Toutes les personnes touchées par une catastrophe ont les connaissances et les moyens nécessaires pour se protéger des vecteurs de maladies et de nuisances susceptibles de constituer un risque majeur pour leur santé ou leur bien-être.

Actions clés (à lire conjointement avec les notes d’orientation)

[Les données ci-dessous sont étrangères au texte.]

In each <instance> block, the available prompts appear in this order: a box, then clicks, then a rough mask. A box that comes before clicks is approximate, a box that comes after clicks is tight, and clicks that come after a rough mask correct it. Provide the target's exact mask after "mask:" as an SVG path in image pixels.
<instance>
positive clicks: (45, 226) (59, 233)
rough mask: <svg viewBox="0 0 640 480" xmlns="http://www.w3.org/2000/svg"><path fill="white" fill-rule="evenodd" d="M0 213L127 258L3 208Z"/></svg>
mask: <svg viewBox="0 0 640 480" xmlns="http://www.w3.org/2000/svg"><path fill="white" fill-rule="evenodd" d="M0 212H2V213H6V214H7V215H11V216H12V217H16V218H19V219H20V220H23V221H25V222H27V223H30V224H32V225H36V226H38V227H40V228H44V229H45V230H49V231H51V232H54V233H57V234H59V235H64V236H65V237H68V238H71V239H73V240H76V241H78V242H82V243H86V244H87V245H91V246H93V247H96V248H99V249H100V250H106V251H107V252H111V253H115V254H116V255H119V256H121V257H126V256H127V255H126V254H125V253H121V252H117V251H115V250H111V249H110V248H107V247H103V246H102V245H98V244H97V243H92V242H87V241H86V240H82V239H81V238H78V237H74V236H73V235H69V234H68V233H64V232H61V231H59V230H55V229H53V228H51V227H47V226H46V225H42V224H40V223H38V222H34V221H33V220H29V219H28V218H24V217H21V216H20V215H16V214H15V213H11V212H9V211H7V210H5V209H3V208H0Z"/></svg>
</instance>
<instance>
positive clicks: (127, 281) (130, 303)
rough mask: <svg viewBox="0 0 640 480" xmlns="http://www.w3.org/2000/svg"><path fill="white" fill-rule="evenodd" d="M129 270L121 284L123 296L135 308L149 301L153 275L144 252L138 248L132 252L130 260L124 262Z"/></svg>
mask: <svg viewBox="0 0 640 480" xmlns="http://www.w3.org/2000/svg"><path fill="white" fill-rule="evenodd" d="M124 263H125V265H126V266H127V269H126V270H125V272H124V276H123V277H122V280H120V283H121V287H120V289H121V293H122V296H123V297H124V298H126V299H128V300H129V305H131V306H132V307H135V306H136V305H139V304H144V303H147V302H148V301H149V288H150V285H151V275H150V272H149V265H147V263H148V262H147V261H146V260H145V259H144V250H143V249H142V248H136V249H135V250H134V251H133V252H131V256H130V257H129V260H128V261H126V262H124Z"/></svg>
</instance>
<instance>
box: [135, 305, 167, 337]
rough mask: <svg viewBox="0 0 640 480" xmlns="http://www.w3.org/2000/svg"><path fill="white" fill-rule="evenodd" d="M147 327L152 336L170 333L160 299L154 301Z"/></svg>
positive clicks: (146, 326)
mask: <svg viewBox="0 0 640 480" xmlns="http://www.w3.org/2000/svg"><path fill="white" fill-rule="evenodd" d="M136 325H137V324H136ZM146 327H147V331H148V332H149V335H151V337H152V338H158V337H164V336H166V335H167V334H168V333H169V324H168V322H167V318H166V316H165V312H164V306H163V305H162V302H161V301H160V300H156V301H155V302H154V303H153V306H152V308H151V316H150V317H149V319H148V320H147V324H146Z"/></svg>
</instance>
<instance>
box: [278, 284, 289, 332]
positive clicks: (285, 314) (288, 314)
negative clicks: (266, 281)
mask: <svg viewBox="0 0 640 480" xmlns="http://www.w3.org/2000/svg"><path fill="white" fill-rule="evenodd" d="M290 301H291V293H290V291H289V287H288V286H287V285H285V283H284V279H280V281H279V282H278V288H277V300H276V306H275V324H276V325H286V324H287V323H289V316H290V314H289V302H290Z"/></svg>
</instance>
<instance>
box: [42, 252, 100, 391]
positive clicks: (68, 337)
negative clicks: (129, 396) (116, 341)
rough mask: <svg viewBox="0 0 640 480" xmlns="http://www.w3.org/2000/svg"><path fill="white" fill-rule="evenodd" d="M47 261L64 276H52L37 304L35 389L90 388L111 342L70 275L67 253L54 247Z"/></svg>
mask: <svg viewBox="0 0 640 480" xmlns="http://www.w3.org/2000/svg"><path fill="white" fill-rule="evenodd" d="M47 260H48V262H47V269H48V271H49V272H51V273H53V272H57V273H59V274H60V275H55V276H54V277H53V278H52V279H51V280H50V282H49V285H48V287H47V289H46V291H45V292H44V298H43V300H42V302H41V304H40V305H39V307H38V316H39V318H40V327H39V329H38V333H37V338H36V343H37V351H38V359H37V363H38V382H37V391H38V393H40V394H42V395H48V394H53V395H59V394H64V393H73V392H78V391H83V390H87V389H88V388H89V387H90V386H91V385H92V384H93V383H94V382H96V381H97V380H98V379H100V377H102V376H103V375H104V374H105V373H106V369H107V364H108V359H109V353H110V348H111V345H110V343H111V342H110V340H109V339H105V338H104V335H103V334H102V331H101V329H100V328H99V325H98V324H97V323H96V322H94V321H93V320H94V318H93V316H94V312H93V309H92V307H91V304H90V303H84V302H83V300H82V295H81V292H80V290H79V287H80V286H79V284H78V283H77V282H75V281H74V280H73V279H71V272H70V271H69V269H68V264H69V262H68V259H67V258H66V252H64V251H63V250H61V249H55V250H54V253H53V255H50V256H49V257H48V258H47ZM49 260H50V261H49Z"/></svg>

Indicateurs clés (à lire conjointement avec les notes d’orientation)

 

Notes d’orientation
  1. Définition du risque de maladie à vecteur : les décisions sur les interventions en matière de lutte antivectorielle doivent être basées sur l’évaluation du risque potentiel de maladie, ainsi que sur les preuves cliniques d’un problème de maladie transmise par un vecteur. Les facteurs qui influencent ce risque sont essentiellement :
     
    - l’état immunitaire de la population, notamment une exposition antérieure, ou un stress (nutritionnel ou autre) ; les déplacements de personnes (comme les réfugiés et les personnes déplacées dans leur propre pays) d’une zone non endémique vers une zone endémique, qui sont une cause courante d’épidémies
     
    - le type et la prévalence des agents pathogènes, tant dans les vecteurs que chez les humains
     
    - les espèces, les comportements et l’écologie des vecteurs
     
    - le nombre de vecteurs (saison, sites de reproduction, etc.)
     
    - une exposition accrue aux vecteurs : proximité, type d’habitat, type d’abri, protection individuelle existante et mesures d’évitement.
     
  2. Indicateurs pour les programmes de lutte antivectorielle : parmi les indicateurs fréquemment utilisés pour mesurer l’impact des activités de lutte antivectorielle figurent les taux d’incidence des maladies à vecteurs (tirés des données épidémiologiques, des données fournies par la communauté et d’indicateurs de substitution, selon l’intervention) et le comptage des parasites (à l’aide de kits de diagnostic rapide ou de la microscopie).
     
  3. Mesures de protection individuelle contre le paludisme : s’il existe un risque important de paludisme, il est recommandé de prendre systématiquement et sans tarder des mesures de protection, comme la fourniture de matériel imprégné d’insecticide (tentes, rideaux, moustiquaires, etc.). Les moustiquaires imprégnées présentent en plus l’avantage d’offrir une certaine protection contre les poux de corps et de tête, les puces, les tiques, les blattes et les punaises. Les vêtements à manches longues, la fumigation des logements, les spirales antimoustiques, les sprays aérosols et les répulsifs sont d’autres méthodes de protection qui peuvent être utilisées contre les moustiques. Il est vital, pour que ces mesures soient efficaces, de s’assurer que les utilisateurs comprennent l’importance de se protéger et la manière d’utiliser correctement les outils. Si les ressources sont limitées, elles seront ciblées sur les individus et les groupes les plus exposés, comme les enfants de moins de 5 ans, les sujets non immuns et les femmes enceintes.
     
  4. Mesures de protection individuelle contre d’autres vecteurs : une bonne hygiène personnelle et le nettoyage régulier des vêtements et de la literie sont la protection la plus efficace contre les poux de corps. Les infestations peuvent être jugulées de plusieurs façons : traitement individuel (application de poudres), campagnes massives de lessive ou d’épouillage, et protocoles de traitement lorsque des personnes récemment déplacées arrivent dans un habitat. La propreté de l’environnement domestique, associée à de bonnes pratiques en matière d’élimination des déchets et d’entreposage des aliments (cuits et non cuits), dissuadera les rats et les autres rongeurs, ainsi que les insectes (comme les cafards), de pénétrer dans les logements ou les abris.
     
  5. Maladies d’origine hydrique : la population touchée par une catastrophe doit être informée des risques pour la santé et éviter de se baigner dans des plans d’eau, lorsqu’il y a un risque connu de contracter des maladies comme la schistosomiase, le ver de Guinée ou la leptospirose (transmise par le contact avec l’urine de mammifères, en particulier celle des rats — voir l’annexe 4 : Maladies liées à l’eau et aux excréments et modes de transmission). Les agences concernées devront peut-être travailler en coopération avec cette population pour trouver d’autres sources d’eau ou faire en sorte que l’eau destinée à tous les usages soit traitée de façon appropriée.